People notice when you care. When you do your best to accommodate all kinds of people without diluting the intended messages, you boost immediate customer experience. This in turn improves the perceptions of your brand and cultivates lasting relationships.
In-person experiences done well will also urge your wired consumers to share their takeaways and positive feelings on social media. You can then leverage the power of word-of-mouth referrals. This also means that favourable conversations about your brand will continue long after your experience.
When you stretch the advantages of physical experiences with the above three factors – multi-sensory elements, socialisation platforms and intersecting the digital and physical – you will give your customers compelling reasons to step into your space.

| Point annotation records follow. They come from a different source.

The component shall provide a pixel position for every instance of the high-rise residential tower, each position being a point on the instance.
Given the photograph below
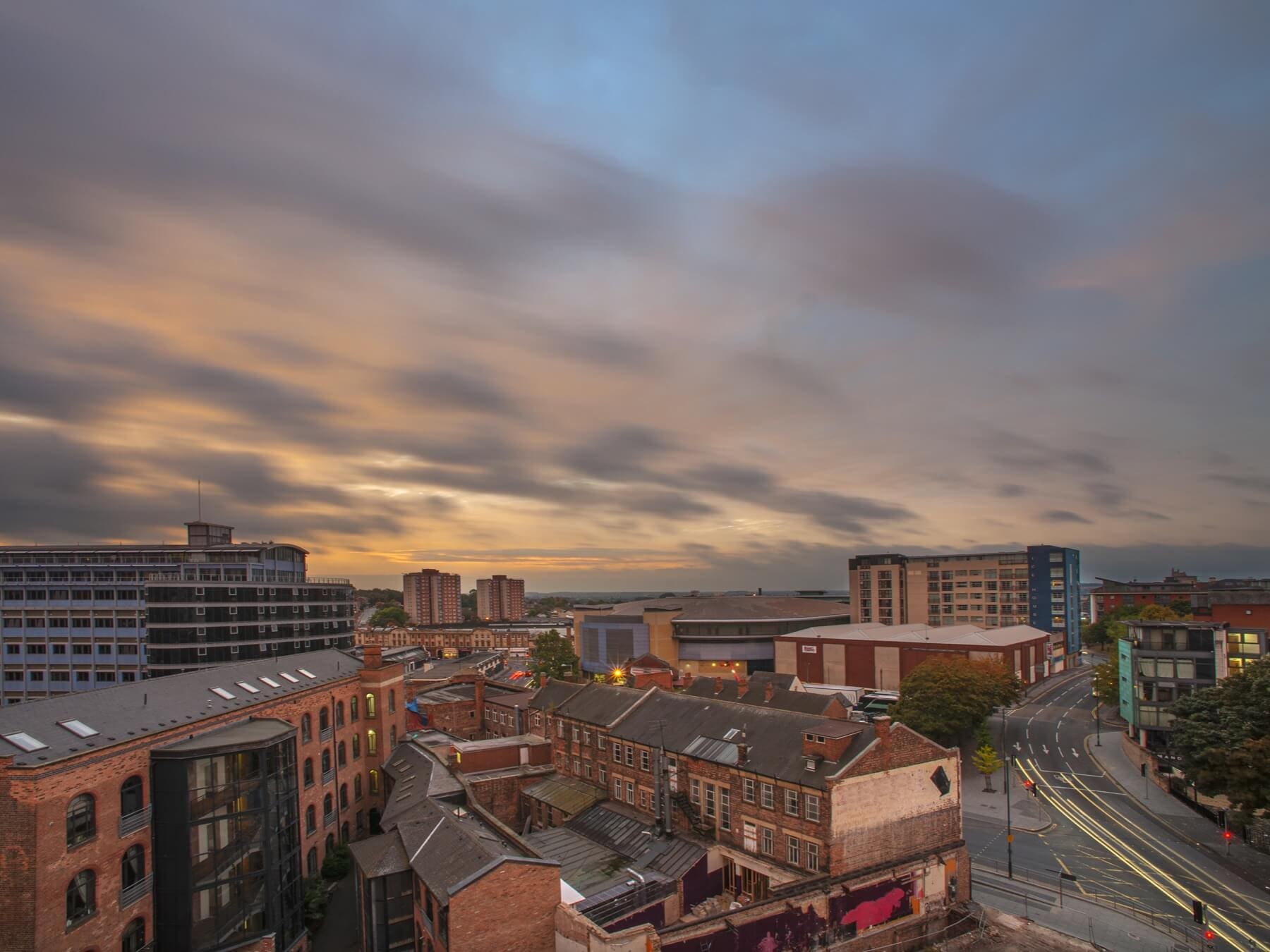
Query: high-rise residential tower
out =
(432, 597)
(1036, 587)
(83, 617)
(501, 599)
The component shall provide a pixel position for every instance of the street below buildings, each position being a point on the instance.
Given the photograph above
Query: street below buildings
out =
(1105, 841)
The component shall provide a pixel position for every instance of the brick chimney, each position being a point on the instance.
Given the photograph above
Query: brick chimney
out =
(882, 730)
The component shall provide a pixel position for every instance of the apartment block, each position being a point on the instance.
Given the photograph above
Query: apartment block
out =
(432, 597)
(501, 599)
(184, 812)
(83, 617)
(1038, 587)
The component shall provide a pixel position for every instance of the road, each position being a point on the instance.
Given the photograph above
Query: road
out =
(1104, 838)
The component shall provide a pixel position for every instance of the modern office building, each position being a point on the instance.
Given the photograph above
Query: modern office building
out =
(432, 597)
(501, 599)
(183, 812)
(84, 617)
(700, 635)
(1036, 587)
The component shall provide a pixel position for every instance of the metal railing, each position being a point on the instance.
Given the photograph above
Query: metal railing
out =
(135, 820)
(131, 894)
(1161, 922)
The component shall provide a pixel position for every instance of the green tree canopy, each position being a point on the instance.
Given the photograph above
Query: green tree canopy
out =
(390, 615)
(552, 657)
(1222, 736)
(948, 698)
(987, 763)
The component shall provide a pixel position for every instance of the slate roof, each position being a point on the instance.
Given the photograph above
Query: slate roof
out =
(552, 695)
(128, 712)
(738, 609)
(774, 738)
(600, 704)
(565, 793)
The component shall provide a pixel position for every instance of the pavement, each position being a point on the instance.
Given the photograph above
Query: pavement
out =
(1073, 915)
(1173, 812)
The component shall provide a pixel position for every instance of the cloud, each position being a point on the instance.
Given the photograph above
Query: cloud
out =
(1063, 515)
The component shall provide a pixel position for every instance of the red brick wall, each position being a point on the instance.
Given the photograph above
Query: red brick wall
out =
(509, 908)
(36, 866)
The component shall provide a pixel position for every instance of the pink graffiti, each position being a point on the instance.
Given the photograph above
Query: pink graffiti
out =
(876, 912)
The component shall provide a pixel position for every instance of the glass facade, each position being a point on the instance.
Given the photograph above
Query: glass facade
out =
(226, 842)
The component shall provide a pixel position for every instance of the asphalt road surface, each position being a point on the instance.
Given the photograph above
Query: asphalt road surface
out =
(1104, 838)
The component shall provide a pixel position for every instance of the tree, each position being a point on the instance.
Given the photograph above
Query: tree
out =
(987, 763)
(390, 615)
(948, 698)
(1222, 738)
(552, 657)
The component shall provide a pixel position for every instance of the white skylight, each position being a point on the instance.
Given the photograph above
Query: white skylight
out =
(79, 729)
(25, 742)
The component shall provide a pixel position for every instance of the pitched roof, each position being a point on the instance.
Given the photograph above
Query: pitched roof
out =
(552, 695)
(601, 704)
(774, 738)
(128, 712)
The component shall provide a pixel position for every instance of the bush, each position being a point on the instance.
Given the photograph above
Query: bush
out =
(337, 863)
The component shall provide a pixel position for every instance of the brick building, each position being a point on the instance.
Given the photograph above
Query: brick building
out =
(500, 599)
(432, 597)
(119, 805)
(879, 657)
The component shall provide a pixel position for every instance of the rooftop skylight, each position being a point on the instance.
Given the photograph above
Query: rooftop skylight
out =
(79, 729)
(25, 742)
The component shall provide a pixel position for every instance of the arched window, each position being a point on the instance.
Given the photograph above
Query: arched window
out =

But the physical has its limitations. So, fill in these gaps with the virtual – think of them as complementary, not competing. For instance, virtual experiences can supplement the physical by using personalisation. Let’s say you have a physical gallery. Your visitors have to navigate the space to find what interests them. But if you have a digital gallery to complement your physical one, you can easily personalise the experience for your visitors and provide curated content that meet your visitors’ needs right away when they log on. Such personalisation tells your audiences that you understand them.
Thus, the beauty of having physical and virtual experiences that complete each other is that your creativity can be boundless. When both types of experiences are well realised, when your brand can shine through and drive growth in this new hybrid age.